A guardar bene,
i sintomi di crisi in Europa sono molteplici. La ripresa dell'attività
economica è molto più lenta rispetto agli Stati Uniti
e al Giappone. La disoccupazione, già a livelli storici, è
in continua crescita. Le difficoltà dei settori tradizionali
(acciaio, chimica, cantieristica) sono abbastanza note. In cinque
anni, la svalutazione delle monete rispetto al dollaro ha superato
il cinquanta per cento. Il ritardo tecnologico e gli squilibri del
settore agricolo costituiscono altri elementi di un'agenda politica
ed economica senza precedenti.
La macchina economica europea, che nel quarto di secolo dopo la seconda
guerra mondiale aveva prodotto reddito, aveva dato lavoro e aveva
acquistato mercati, negli ultimi dieci-quindici anni ha quasi smesso
di funzionare a punto. C'è chi usa espressioni colorite e in
qualche caso irriverenti: "eurodecadenza", "europessimismo",
"eurosclerosi". I nostri alleati d'oltreoceano, scettici
circa il futuro dell'Europa, disegnano nuove mappe geostrategiche.

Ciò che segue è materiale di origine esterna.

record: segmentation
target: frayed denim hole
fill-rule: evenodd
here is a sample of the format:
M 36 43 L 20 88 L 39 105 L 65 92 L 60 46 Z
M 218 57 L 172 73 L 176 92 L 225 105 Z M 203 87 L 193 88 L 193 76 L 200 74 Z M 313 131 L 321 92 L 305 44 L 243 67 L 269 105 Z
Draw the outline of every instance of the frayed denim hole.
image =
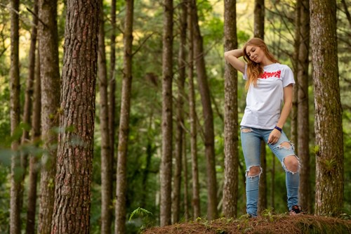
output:
M 289 144 L 289 145 L 287 145 Z M 277 149 L 284 149 L 284 150 L 294 150 L 293 145 L 290 141 L 284 141 L 281 143 L 278 146 L 277 146 Z
M 253 167 L 260 167 L 260 173 L 258 173 L 257 175 L 254 175 L 254 176 L 249 176 L 249 171 L 250 171 L 250 169 Z M 257 176 L 258 176 L 258 178 L 260 177 L 261 174 L 262 174 L 262 171 L 263 171 L 263 169 L 262 167 L 260 166 L 260 165 L 253 165 L 253 166 L 250 166 L 250 167 L 249 167 L 249 169 L 246 170 L 246 173 L 245 174 L 245 176 L 246 177 L 246 179 L 247 178 L 251 178 L 251 179 L 253 179 L 255 178 L 256 178 Z
M 294 156 L 298 160 L 298 167 L 297 171 L 291 171 L 288 170 L 288 169 L 286 168 L 286 166 L 285 166 L 284 160 L 286 158 L 286 157 L 290 157 L 290 156 Z M 283 169 L 284 169 L 285 171 L 289 172 L 289 173 L 291 173 L 293 175 L 294 175 L 294 174 L 300 172 L 300 169 L 301 168 L 301 163 L 300 163 L 300 159 L 298 158 L 298 156 L 296 156 L 296 155 L 286 155 L 284 157 L 284 158 L 283 158 L 283 161 L 282 161 L 282 167 L 283 167 Z

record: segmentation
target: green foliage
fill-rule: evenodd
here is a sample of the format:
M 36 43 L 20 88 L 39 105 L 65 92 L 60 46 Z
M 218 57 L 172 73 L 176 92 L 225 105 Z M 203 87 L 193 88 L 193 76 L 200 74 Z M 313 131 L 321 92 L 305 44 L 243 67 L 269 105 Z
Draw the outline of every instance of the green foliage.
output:
M 129 222 L 132 221 L 132 219 L 135 219 L 135 216 L 139 216 L 142 219 L 143 225 L 139 228 L 140 231 L 152 226 L 154 223 L 154 218 L 152 213 L 145 209 L 138 207 L 131 212 L 129 216 Z M 128 228 L 128 223 L 127 223 Z

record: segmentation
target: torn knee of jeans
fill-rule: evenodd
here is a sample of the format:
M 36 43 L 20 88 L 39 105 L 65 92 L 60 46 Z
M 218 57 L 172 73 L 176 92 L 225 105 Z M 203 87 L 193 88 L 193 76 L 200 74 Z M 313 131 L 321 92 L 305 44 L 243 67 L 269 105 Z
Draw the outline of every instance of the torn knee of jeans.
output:
M 249 172 L 250 172 L 250 169 L 251 169 L 251 168 L 253 168 L 253 167 L 258 167 L 258 168 L 259 169 L 260 171 L 258 171 L 258 173 L 257 173 L 257 174 L 255 174 L 254 175 L 252 175 L 252 176 L 251 176 L 251 175 L 250 175 L 250 176 L 249 176 Z M 255 172 L 256 172 L 256 171 L 255 171 Z M 249 169 L 246 170 L 246 178 L 256 178 L 256 177 L 257 177 L 257 176 L 260 177 L 260 175 L 261 175 L 261 174 L 262 174 L 262 167 L 261 167 L 260 166 L 259 166 L 259 165 L 257 165 L 257 166 L 251 166 L 251 167 L 249 167 Z
M 286 165 L 285 164 L 285 159 L 288 157 L 295 157 L 295 158 L 297 160 L 296 162 L 297 162 L 297 164 L 294 162 L 292 162 L 293 165 L 291 167 L 296 167 L 296 170 L 289 170 L 288 169 L 288 168 L 286 167 Z M 286 172 L 289 172 L 289 173 L 291 173 L 292 174 L 295 174 L 296 173 L 298 173 L 299 171 L 300 171 L 300 168 L 301 167 L 300 166 L 300 160 L 298 158 L 298 156 L 295 155 L 288 155 L 286 157 L 285 157 L 284 159 L 283 159 L 283 161 L 282 162 L 282 166 L 283 167 L 284 169 L 285 170 L 285 171 Z
M 242 133 L 247 133 L 247 132 L 251 132 L 252 129 L 251 128 L 242 128 L 241 129 L 241 132 Z

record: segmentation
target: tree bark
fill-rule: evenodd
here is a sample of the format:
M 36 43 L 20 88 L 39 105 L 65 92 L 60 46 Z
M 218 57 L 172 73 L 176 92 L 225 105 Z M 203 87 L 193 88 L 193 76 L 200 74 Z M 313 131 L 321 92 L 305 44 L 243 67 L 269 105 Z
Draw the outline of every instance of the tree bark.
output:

In esse il Pacifico, assai più che l'Atlantico, è lo
scacchiere dove i nuovi rapporti di forza politica ed economica stanno
delineandosi.
C'è del vero in tutto questo. Ma c'è anche tanta paranoia.
Infatti, non tutti gli indici del barometro economico-politico europeo
indicano tempo brutto. Anzi, il presente è molto meno cupo
del passato. Il futuro sembra foriero di nuove speranze, non credibili
fino a pochi anni addietro. Vediamo le circostanze sulle quali si
basa l'"europessimismo". Poi proporremo una visione più
realistica e anche meno sfavorevole circa le prospettive dell'Europa
occidentale.
Dal primo dopoguerra fino all'inizio degli anni '70 le cose sono andate
bene per tutti, nell'insieme dell'area Ocse. E' come se a quell'epoca
i principii dell'economia fossero ancora confermati dalla realtà
dei fatti: la crescita del reddito, dell'occupazione e dei prezzi
era correlata positivamente. Le cose hanno incominciato ad imbrogliarsi
subito dopo il primo shock petrolifero, ma non solo a causa di esso.
Nel decennio 1973-82 l'Europa conosce simultaneamente recessione ed
inflazione (prima sorpresa per l'economista). Poi, nel triennio successivo,
la ripresa economica viene favorita dalla deflazione (seconda sorpresa)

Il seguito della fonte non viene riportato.